By Steve Gutterman ,Reuters
MOSCOW — The Kremlin’s desire to project a firm image to the world, the West and its own people in an election season mean Moscow is unlikely to turn on Syrian President Bashar al-Assad and seek sanctions or his resignation. Amid growing global pressure on Assad, Russia’s more supportive stance is also rooted in resentment over Western action in Libya and reluctance to lose one of its few footholds in the Middle East. And as Europe struggles with a debt crisis and the United States prepares for an unpredictable presidential vote next November, Russia’s leaders may have calculated they have little to gain from falling in line with the West. “Russia believes it is very important to show that it holds a position independent of the United States and the West,” said Moscow-based political analyst Yevgeny Volk. “To withdraw support for Assad, in the Kremlin’s opinion, would be seen by the whole world as abandonment of a loyal ally and following in the wake of Western policy,” he said. Russia drew a line in the sand over Syria after voicing anger over NATO air strikes that helped Libyan rebels oust Moammar Gadhafi. Moscow had let the NATO operation go ahead by abstaining in the U.N. Security Council vote that authorized it, but then accused the alliance of overstepping its mandate to protect civilians. Prime Minister Vladimir Putin likened the resolution to “medieval calls for crusades.” As Western pressure for Security Council action against Syria mounted, Russia emphasized it would not support a resolution that condemned only Assad’s government. With China, it vetoed a U.S.-backed European draft last month, saying it would have opened the way for military intervention. “After that, it’s very hard to imagine Russia supporting any actions that could even be interpreted as permission for any use of external force in Syria,” said Fyodor Lukyanov, editor of the journal Russia in Foreign Affairs. For Putin, who has made opposition to Western interference in the affairs of sovereign states a mantra in over a decade in power, to accede to the West on Syria would be a big departure.

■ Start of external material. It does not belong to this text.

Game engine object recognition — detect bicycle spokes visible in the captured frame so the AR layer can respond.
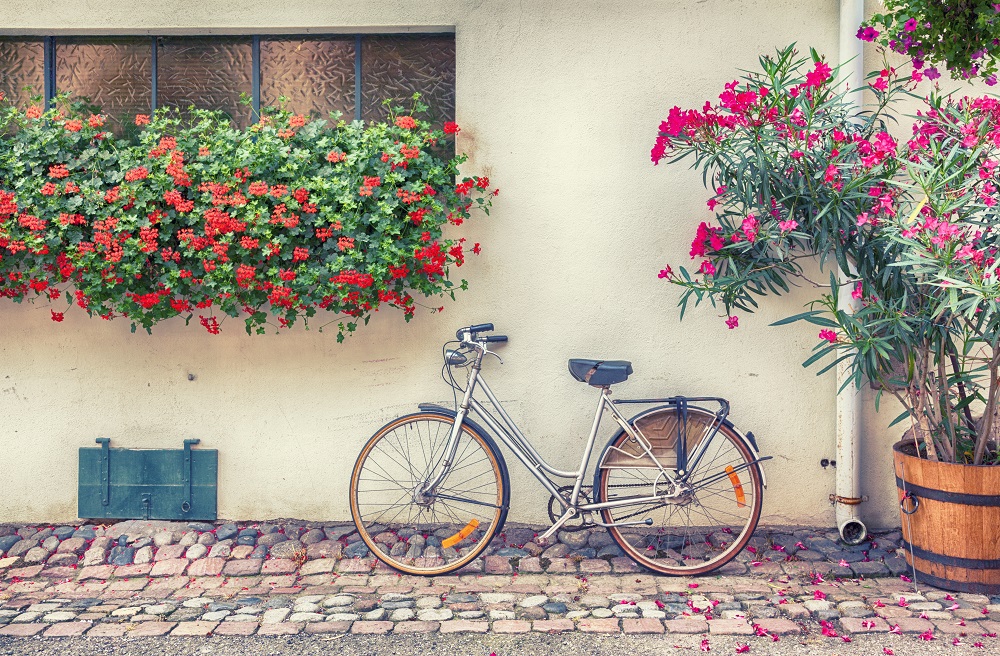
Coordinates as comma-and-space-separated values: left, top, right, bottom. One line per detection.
352, 414, 507, 574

Campaign Calculations Polls indicate that Putin, president from 2000-2008 and still Russia’s most powerful leader, will have little trouble returning to the highest office in an election next March. But his approval ratings have fallen in the past year and his ruling United Russia party, always less popular than Putin himself, faces a challenge retaining its constitutional two-thirds majority in a parliamentary election on Dec. 4. Gadhafi’s demise cost Russia billions of dollars in arms sales and jeopardized several oil and infrastructure deals. Volk said Syria was “practically the only ally of Russia in the Middle East.” It has been a hard-currency buyer of Russian weapons and hosts a naval maintenance facility on the Mediterranean that is the closest thing Russia has to a military base outside the former Soviet Union. Syria accounted for 7 percent of Russia’s total of US$10 billion in arms deliveries abroad in 2010, according to the Russian defense think tank CAST. To be seen as giving in on Syria would deepen discontent in the arms industry and hand United Russia’s electoral rivals, the Communists and flamboyant nationalist Vladimir Zhirinovsky’s LDPR, fodder for campaign rhetoric.